Stablecoins are cryptocurrencies pegged to stable assets like the U.S. dollar. They combine the benefits of digital currency—such as fast transactions and low fees—with the stability of traditional fiat currency.
How do Visa and Mastercard use stablecoins?
Both companies are integrating stablecoins into their payment networks for settlements, remittances, and card services. This reduces transaction times and costs, especially for cross-border payments.
Will blockchain payments replace traditional systems?
Blockchain will enhance existing systems rather than replace them. It addresses inefficiencies in settlements and international transactions but won’t overhaul the fundamental business relationships that define the payment industry.

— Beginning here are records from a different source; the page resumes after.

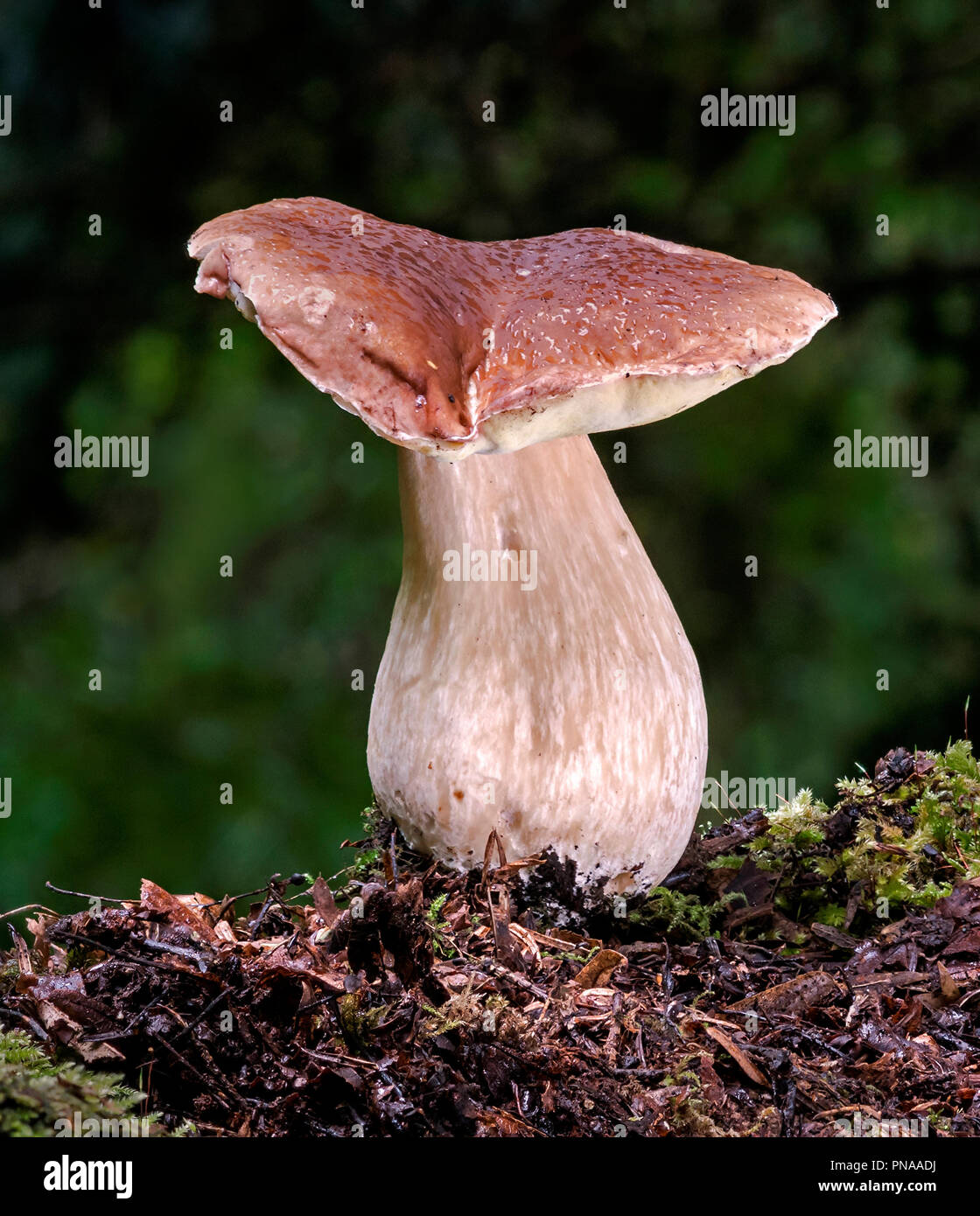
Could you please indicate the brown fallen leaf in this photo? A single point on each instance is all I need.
(948, 985)
(802, 992)
(598, 970)
(737, 1054)
(324, 903)
(156, 898)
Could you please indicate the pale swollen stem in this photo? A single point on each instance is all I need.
(549, 693)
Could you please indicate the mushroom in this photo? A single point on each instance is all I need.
(536, 680)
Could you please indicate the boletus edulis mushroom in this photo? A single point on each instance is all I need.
(536, 679)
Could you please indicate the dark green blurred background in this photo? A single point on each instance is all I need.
(208, 680)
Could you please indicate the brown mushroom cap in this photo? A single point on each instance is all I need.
(452, 346)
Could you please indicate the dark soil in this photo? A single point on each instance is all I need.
(762, 991)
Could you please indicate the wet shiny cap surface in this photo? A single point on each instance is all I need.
(426, 337)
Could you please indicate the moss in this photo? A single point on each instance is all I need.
(902, 838)
(683, 917)
(37, 1092)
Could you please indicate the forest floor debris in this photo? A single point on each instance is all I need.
(799, 970)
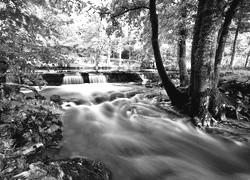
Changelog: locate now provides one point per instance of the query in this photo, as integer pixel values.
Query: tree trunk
(234, 44)
(222, 39)
(203, 58)
(181, 55)
(248, 54)
(196, 33)
(176, 97)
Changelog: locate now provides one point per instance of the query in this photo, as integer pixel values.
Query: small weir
(78, 79)
(97, 78)
(73, 79)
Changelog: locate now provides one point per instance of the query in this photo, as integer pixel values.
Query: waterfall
(73, 79)
(97, 78)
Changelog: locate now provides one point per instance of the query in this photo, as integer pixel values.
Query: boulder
(56, 99)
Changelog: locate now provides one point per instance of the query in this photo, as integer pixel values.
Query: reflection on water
(138, 141)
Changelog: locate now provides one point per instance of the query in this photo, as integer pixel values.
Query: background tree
(242, 25)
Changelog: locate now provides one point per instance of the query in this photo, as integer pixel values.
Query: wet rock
(77, 168)
(56, 99)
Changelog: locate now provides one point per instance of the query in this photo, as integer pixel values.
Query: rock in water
(75, 169)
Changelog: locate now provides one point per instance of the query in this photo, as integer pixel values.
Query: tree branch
(126, 10)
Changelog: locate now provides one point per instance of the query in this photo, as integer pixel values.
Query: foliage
(26, 125)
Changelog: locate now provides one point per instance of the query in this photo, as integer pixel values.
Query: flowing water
(73, 79)
(97, 78)
(138, 141)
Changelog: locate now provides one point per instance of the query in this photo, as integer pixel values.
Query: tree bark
(248, 54)
(203, 58)
(234, 44)
(197, 28)
(176, 97)
(223, 38)
(181, 55)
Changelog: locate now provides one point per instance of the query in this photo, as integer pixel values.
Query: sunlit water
(138, 141)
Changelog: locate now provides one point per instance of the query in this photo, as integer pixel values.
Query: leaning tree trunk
(3, 70)
(203, 60)
(176, 97)
(196, 33)
(181, 55)
(248, 54)
(234, 44)
(223, 37)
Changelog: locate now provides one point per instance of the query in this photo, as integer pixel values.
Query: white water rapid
(138, 141)
(73, 79)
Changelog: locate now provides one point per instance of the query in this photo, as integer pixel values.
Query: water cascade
(72, 79)
(137, 140)
(97, 78)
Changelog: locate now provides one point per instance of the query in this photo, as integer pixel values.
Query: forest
(206, 43)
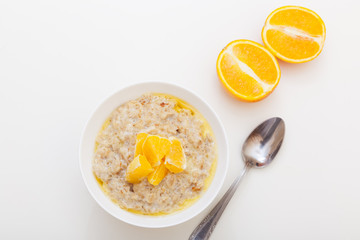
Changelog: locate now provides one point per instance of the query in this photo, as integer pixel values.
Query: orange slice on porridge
(138, 169)
(140, 139)
(155, 148)
(248, 70)
(157, 175)
(175, 161)
(294, 34)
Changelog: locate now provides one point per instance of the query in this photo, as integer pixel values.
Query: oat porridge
(168, 117)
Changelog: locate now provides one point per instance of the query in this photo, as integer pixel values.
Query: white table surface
(59, 59)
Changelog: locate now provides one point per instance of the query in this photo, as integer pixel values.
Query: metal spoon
(258, 151)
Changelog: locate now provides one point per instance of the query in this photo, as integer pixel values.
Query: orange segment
(158, 174)
(138, 169)
(175, 161)
(294, 34)
(248, 70)
(155, 148)
(140, 139)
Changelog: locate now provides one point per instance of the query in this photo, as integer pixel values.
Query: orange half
(248, 70)
(294, 34)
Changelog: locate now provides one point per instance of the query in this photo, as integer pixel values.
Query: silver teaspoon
(258, 151)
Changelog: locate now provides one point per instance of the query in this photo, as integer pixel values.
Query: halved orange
(138, 169)
(158, 174)
(294, 34)
(175, 161)
(140, 139)
(155, 148)
(248, 70)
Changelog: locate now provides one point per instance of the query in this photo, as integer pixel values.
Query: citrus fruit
(155, 148)
(175, 161)
(248, 70)
(140, 139)
(294, 34)
(158, 174)
(138, 169)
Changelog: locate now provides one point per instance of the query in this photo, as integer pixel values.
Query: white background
(59, 59)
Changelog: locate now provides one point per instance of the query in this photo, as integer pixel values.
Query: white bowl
(101, 114)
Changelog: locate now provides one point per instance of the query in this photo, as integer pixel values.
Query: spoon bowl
(262, 145)
(258, 151)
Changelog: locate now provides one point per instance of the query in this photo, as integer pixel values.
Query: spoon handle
(207, 225)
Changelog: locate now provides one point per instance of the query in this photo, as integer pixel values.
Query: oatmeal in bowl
(150, 155)
(154, 115)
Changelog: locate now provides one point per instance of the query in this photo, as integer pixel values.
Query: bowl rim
(193, 213)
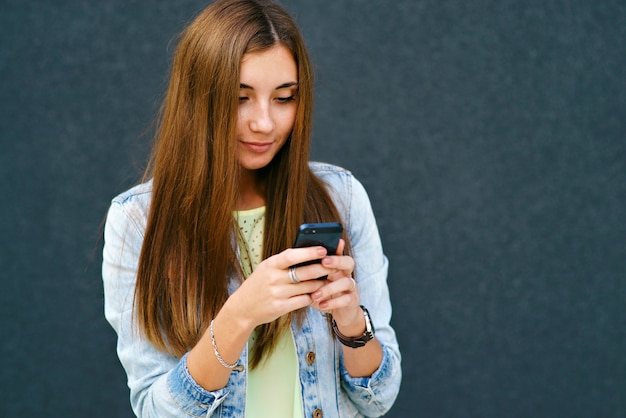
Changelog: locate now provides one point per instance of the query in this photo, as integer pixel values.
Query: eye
(286, 99)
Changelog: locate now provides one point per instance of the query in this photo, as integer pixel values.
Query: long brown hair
(189, 254)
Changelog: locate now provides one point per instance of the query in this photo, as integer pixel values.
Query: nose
(261, 119)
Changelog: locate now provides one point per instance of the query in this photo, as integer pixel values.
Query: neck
(251, 190)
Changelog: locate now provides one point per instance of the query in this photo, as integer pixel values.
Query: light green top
(274, 385)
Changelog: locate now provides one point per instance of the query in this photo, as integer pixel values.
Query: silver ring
(292, 275)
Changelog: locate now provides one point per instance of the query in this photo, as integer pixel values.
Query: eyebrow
(282, 86)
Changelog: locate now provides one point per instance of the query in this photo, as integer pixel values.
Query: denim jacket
(160, 384)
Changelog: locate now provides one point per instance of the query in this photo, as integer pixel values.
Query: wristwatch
(360, 341)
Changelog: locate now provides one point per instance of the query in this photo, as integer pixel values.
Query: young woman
(212, 318)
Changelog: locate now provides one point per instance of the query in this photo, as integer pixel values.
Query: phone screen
(326, 235)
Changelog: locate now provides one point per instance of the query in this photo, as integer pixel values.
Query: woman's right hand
(269, 291)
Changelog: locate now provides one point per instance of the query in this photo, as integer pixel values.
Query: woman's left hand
(339, 296)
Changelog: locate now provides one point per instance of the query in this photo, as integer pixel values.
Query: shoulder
(132, 206)
(135, 194)
(333, 175)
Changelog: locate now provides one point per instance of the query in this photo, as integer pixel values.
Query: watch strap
(361, 340)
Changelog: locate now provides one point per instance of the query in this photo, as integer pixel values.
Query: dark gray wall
(490, 135)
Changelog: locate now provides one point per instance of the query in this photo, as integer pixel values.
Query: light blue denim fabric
(160, 384)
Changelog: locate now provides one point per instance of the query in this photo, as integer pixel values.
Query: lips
(258, 147)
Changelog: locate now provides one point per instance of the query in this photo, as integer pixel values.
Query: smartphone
(326, 235)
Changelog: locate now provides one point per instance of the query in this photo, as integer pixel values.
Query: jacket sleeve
(374, 395)
(160, 384)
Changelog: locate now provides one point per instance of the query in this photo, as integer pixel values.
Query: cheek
(287, 121)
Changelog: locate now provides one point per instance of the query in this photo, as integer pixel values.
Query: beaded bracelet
(217, 353)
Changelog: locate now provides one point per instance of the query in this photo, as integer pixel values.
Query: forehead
(271, 67)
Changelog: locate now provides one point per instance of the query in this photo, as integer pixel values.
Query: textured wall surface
(490, 136)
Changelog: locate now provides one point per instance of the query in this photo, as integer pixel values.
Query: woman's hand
(269, 292)
(339, 296)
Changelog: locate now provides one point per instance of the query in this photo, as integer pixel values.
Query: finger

Are stablecoin payments secure?
Yes, stablecoin transactions leverage blockchain technology, which offers transparency, immutability, and security. Visa and Mastercard additionally incorporate compliance checks and safeguards to meet regulatory standards.
Which countries support stablecoin payments?
Stablecoin-linked cards and services are currently available in select Latin American and European countries, with plans for expansion into Asia and Africa.
What is the future of stablecoins in payments?
Stablecoins are poised to become a core component of digital payment systems. As regulatory clarity improves and technology advances, their adoption for everyday transactions and enterprise solutions will grow.
Conclusion
The competition between Visa and Mastercard to integrate stablecoins and blockchain technology marks a pivotal moment in the evolution of global payments. By addressing longstanding inefficiencies and reducing costs, these innovations promise to benefit consumers, merchants, and financial institutions alike. While the battle for Web3 payment dominance is just beginning, one thing is clear: the future of payments is digital, decentralized, and driven by stablecoins.